- Born: Marion Asmus 26 October 1927 New York City, US
- Died: 1 February 1999 (aged 71) London, UK
- Education: Keele University
- Occupation: Publisher
- Known for: Founder of Marion Boyars Publishers
- Spouse(s): George Lobbenberg (divorced); Arthur Boyars
- Children: Two daughters

= Marion Boyars =

British publisher (1927–1999)

Marion Ursula Boyars, née Asmus (26 October 1927 – 1 February 1999), was a British book publisher who in 1975 founded her own imprint, Marion Boyars Publishers.

==Biography==
She was born Marion Asmus in New York, daughter of German publisher Johannes Asmus. She attended school in New York and Switzerland, living with her mother and sister, before going on to Keele University to read for a degree in politics, philosophy and economics. After graduating, she married George Lobbenberg and had two daughters. The marriage ended in divorce, and in the 1960s she married poet and translator Arthur Boyars.

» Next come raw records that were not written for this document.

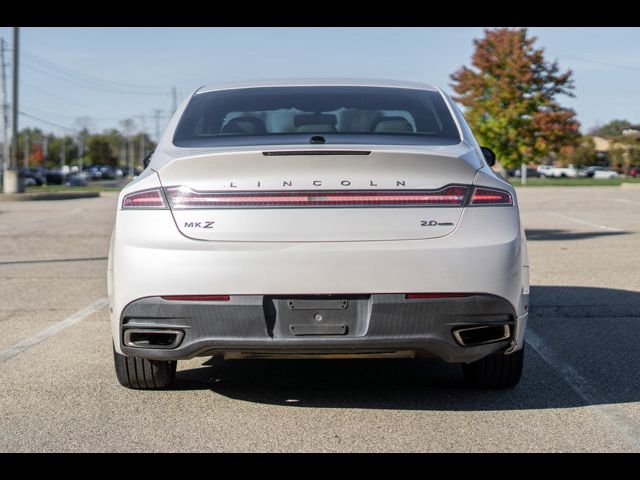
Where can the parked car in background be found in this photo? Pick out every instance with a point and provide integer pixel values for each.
(531, 172)
(57, 176)
(32, 177)
(76, 180)
(543, 170)
(557, 172)
(604, 173)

In 1960, she answered an advertisement in The Bookseller that led her to buy a 50 per cent stake in the small independent publishing company run by John Calder in London. The resultant publishing house, Calder and Boyars, published books by authors including Samuel Beckett, Marguerite Duras, Henry Miller, Eugene Ionesco, Peter Weiss and William S. Burroughs, until the firm split in 1975.

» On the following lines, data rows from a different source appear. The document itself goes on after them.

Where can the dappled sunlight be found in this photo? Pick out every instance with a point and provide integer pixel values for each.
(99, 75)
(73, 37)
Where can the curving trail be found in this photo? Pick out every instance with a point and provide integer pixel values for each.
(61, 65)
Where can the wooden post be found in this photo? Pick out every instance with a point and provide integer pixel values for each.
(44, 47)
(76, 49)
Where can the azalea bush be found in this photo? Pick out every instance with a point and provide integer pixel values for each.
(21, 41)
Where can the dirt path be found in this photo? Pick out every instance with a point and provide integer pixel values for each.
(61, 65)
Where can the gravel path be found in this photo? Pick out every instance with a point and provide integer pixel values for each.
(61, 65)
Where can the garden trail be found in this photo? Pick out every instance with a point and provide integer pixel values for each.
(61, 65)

She then formed Marion Boyars Publishers, and working with her husband Arthur (described as her "literary guide and cheerleader") built up an eclectic list of translated fiction (including by such authors as Julio Cortázar, Latife Tekin, Vasily Shukshin and Witold Gombrowicz), as well as books on music and cinema.

She died of pancreatic cancer at her home in London in 1999, aged 71. On her death, her younger daughter Catheryn Kilgarriff took over the running of Marion Boyars Publishers.